The 1889 death certificate of Matilda Hayes, a 67-year-old nurse/midwife who died in Hillsdale and was buried at Mt. Pleasant Plains.

In the course of its research, the Walter Pierce Park Archaeological Team found very few city records documenting burials in the Quaker cemetery, which was founded in 1807–about 48 years before the city began keeping death records. In addition to burials in the Quaker Friends Burial Ground and the African American Mt. Pleasant Plains Cemetery at Walter Pierce, the database includes burials in the African American Free Young Men’s Cemetery at 12th and V Streets NW, which was  in operation between 1849 and 1870. The graves from the Free Young Men’s Cemetery were moved to Mt. Pleasant Plains in 1873.

If you’re looking for an ancestor or someone else in the database, we encourage you to use creative name spellings. Death certificates were filled out by doctors and undertakers, and misspellings sometimes occurred. In addition, there were large gaps in the city death records during the Civil War–specifically between June 1861 to June 1862, and from August 1862 to January 1866–causing the omission of an unknown number of burials.

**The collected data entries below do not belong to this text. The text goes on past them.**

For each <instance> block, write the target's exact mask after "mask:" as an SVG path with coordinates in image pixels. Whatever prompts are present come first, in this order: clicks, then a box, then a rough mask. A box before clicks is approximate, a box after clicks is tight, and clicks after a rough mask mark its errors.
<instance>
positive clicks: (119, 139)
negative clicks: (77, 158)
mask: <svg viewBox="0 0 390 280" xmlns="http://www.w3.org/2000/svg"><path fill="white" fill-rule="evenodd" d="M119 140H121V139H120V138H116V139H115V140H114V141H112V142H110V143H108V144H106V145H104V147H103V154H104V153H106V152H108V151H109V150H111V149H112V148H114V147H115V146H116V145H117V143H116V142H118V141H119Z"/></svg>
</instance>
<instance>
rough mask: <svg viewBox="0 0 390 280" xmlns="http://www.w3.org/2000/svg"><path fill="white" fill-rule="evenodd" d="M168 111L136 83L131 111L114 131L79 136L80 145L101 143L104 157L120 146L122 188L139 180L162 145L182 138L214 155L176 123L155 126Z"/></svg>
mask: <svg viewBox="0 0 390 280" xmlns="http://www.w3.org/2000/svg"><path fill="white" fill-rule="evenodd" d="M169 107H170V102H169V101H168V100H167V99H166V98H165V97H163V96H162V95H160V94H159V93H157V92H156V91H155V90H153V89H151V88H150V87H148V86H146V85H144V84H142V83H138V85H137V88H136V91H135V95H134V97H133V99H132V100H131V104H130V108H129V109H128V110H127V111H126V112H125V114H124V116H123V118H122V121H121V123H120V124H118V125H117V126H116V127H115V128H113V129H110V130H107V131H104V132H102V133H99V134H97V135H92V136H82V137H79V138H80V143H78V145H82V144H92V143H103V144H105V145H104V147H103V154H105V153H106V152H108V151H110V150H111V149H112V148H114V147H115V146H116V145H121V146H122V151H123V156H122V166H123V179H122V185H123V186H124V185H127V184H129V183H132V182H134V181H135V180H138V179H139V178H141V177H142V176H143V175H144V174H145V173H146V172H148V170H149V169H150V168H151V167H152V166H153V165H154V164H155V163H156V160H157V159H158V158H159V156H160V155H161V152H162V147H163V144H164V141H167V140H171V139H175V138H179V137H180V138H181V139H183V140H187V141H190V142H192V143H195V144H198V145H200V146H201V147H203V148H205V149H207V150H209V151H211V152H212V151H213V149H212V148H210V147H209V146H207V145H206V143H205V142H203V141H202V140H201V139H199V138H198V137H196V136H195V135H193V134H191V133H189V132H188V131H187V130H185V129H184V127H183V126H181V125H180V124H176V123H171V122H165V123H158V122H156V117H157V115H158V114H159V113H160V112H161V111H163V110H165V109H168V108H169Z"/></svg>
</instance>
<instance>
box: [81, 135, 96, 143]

The Walter Pierce Park Archaeological Team reviewed more than 75,000 death records at the District of Columbia Archives to document the nearly 8,500 burials in the database. We are extremely grateful for the help of DC archivists Ali Rahmaan and Bill Branch, who kept us on track through our months-long project.

WE ARE PROUD TO MEET THE DESCENDANTS OF THOSE WHO WERE BURIED IN THE WALTER PIERCE PARK CEMETERIES. IF YOU HAVE FOUND AN ANCESTOR OR HISTORICAL FIGURE YOU’VE BEEN SEEKING ON THE LIST OF BURIALS, PLEASE CONSIDER LEAVING A COMMENT!

3 responses to “The Names: Find Your Ancestors!

  1. Thank you so much for your website and this list. My 4th Great Grandparents were buried at the Mt. Pleasant Cemetery. They were Philip Johnson (d. 1879) and his wife, Clara Johnson (d. 1874). I had a copy of the death certificate, which is how I found out about the cemetery. After doing a google search Mt. Pleasant in DC, I found a Washington Post Article and this website. Thank you for your work and concern to those persons buried here. Respectfully, Andre Ferrell.